Suresh Sidhu, CEO, EdgePoint Infrastructure: There are significant difficulties in running a multi-country towerco in Asia. The ASEAN region is united by many things, but there are also just as many things that are unique to each country. I think you can boil it down into a few key issues – firstly there aren’t too many multi-country operators, so getting the right access to assets is less advanced than the regulation that underpins your ability to acquire them.
Getting the right capital structure in place is also a challenge with countries having quite different costs of capital. Many parties also underestimate the investment needed to build a credible multi country business. At EdgePoint we feel we are equipped in this regard. With the support of Digital Bridge, we’ve already deployed over US$1bn and have secured commitments from our investors. We have even more capital available for when we need it, but we are all about doing things at the most logical time.
You also need the right collection of skillsets to build an ASEAN wide towerco by creating a team that is tight, integrated and focused on the right things while maintaining the flexibility to capitalise on opportunities and demands from clients. At EdgePoint we are instilling this culture and building a business that has an open mind commercially and can think ahead on delivery.
TowerXchange: How else will EdgePoint achieve this vision? What does the operational infrastructure look like?
Suresh Sidhu, CEO, EdgePoint Infrastructure: We think of our operational model as one where we create an ecosystem of tightly linked partners. We are keen to establish partnerships wherever they add value to us. Our approach to outsourcing is as simple as saying, are we good at this – or is there someone else that can do it better? For example, we are establishing partnerships on land bank access and looking to use digital tools for predictive coverages. Working in a partnership model rather than having these functions in-house keeps things more fluid and allows us to correct things quicker when they go wrong.

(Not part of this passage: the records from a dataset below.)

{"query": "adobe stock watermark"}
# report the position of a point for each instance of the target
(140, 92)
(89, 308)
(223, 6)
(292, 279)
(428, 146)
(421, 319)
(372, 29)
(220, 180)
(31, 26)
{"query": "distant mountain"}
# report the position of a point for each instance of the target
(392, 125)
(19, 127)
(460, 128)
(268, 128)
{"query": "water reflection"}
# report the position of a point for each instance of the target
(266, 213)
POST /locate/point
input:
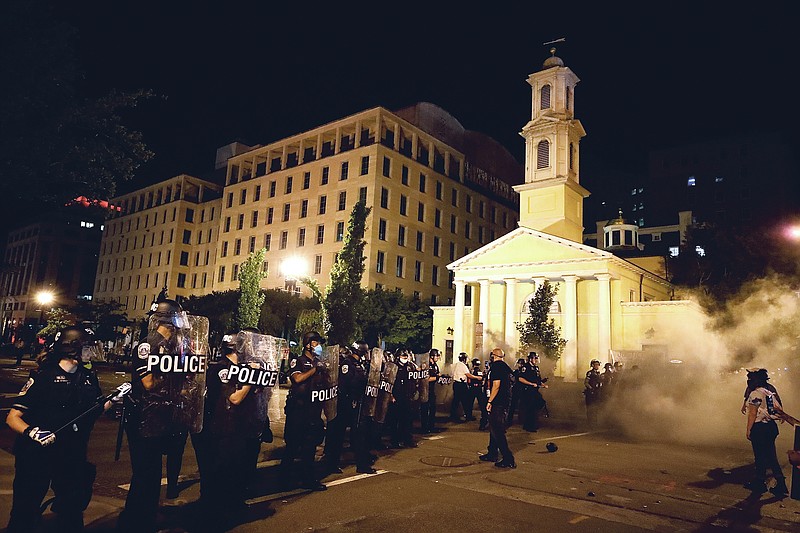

We need to continue and listen a little ahead of the industry to make sure we are responding to the changing needs of customers. If we do this, and are clear about what we need to control and keep the decisions circle tight, we will make a difference.
Power is an example of this as it’s something that towercos in Malaysia and Indonesia have traditionally been less involved in. The requirements depend on what country you are in, and we remain open to providing it in the right circumstances. Net Zero obligations on the MNOs’ behalf could have a big impact on how towercos approach power across the board and this may be something where the towerco plays a role. Shared antennas are another example of the type of conversations we are having. We solve the problem by not compromising our core model, but if you start by saying you can’t do it, you might miss the future.
Our current focus though is to bed down the assets we have bought. One of the first things is we need to digitise and standardise our operations. While we are an asset company, we need to also control the information to help us do what we do best. We have a great team in Centratama for the on-ground operations, but we can add value by creating a more frictionless operating environment using the right platforms and systems.
A key requirement is for us to build an asset management system that acts as a single source of the truth. We are also keen to invest in data and systems to streamline contract management and workflows, and in the future and anything that can enhance the analytics of the business. But we also need to mindful that we are growing company and step one is to develop operational infrastructure that must be scalable.